Lo que Carrie Bradshaw nos enseñó sobre consumismo
Ella y sus tres amigas, todas solteras, compartían sus vidas y experiencias en temas que por décadas estuvieron capturados por los hombres: carrera profesional, dinero y sexo.
Tema recurrente eran las conversaciones que mantenían, casi siempre en algún café de la ciudad, sobre cómo encontrar al hombre perfecto. Esto le permitía a Carrie tener material suficiente para alimentar su trabajo como columnista en el diario ficticio The New York Star, columna que llevaba el nombre de la serie, pero que además era la versión televisiva del trabajo compilatorio homónimo de la periodista Candace Bushnell.
El fortalecimiento del “sexo débil” y su incursión en el mercado laboral, se ha visto reflejado en series como Sex and the City. Pero este fenómeno viene dándose desde mediados del siglo XX, impulsado -a mi juicio- por tres hitos importantes: la invención de la píldora anticonceptiva, la popularidad que alcanzó la canción “Girls just want to have fun” de Cyndi Lauper y la publicación del libro Sex and the Single Girl, de Helen Gurley Brown, en los años 60.
Bushnell se habría inspirado en este libro para escribir su propia columna y el libro compilatorio que daría vida a la serie de televisión.
La consecución del éxito profesional y financiero de las mujeres se debe principalmente, no solo a “la píldora”, sino a las leyes que posibilitaron su uso en mujeres solteras en la década del 70. Este pequeño artilugio, nacido en el laboratorio Syntex en Estados Unidos, ha sido el responsable de una de las revoluciones socioeconómicas más importantes que ocurrieron a mediados del siglo XX.

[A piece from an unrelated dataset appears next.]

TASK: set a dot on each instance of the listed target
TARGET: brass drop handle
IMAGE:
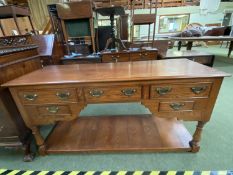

Aunque el ingreso de la mujer al mercado laboral trajo aparejado otros problemas como disminución de los salarios reales, mayor competencia laboral, surgimiento de nuevos trastornos mentales asociados al estrés, postergación de la maternidad, entre otros; también hizo posible que las mujeres fueran las principales responsables de las decisiones de consumo, tanto si estuvieran casadas como si no.
Siendo una mujer soltera en sus treintas, no parecía tener necesidad de contar con un marido que le proveyera lo necesario para mantener su estilo de vida. Eso sí, los televidentes se cuestionaban cómo ese trabajo freelance podía permitirle vivir en el Upper East Side de Manhattan y vestirse todos los días con un atuendo de diseñador distinto.
Todo lo anterior, sin contar la cantidad de accesorios que poseía en su clóset, como los zapatos de Manolo Blahnik o Jimmy Choo y las carteras Dior o Fendi que pueden costar varios millones de pesos.
Se ha estimado que nuestra primera influencer televisiva, para poder costear su estilo de vida, habría estado debiendo un poco más de 4 millones de pesos al mes y, hacia el final de las seis temporadas, su deuda ascendería a $1,2 millones de dólares; unos $1.128 millones de pesos.
Su condición crediticia no pasó desapercibida para el objeto de su obsesión, el millonario John Preston (Mr. Big), quien rehusaba el compromiso con Carrie precisamente por su estatus de impostora. A pesar de llevar un estilo de vida lujoso, no lo conseguía necesariamente porque sus ingresos se lo permitieran, sino por su alto nivel de endeudamiento.
Si algo aprendimos del afán que Carrie tenía por el individualismo y la independencia financiera que la llevó al consumismo desenfrenado, es que este estilo de vida no logró sustituir la idea de formar una familia.
Carrie todavía soñaba pasar su vida casada con el hombre que amaba, no por pura dependencia económica sino por la necesidad afectiva de contar con alguien idóneo para compartir los días, tal como sucede con las mujeres en nuestros días.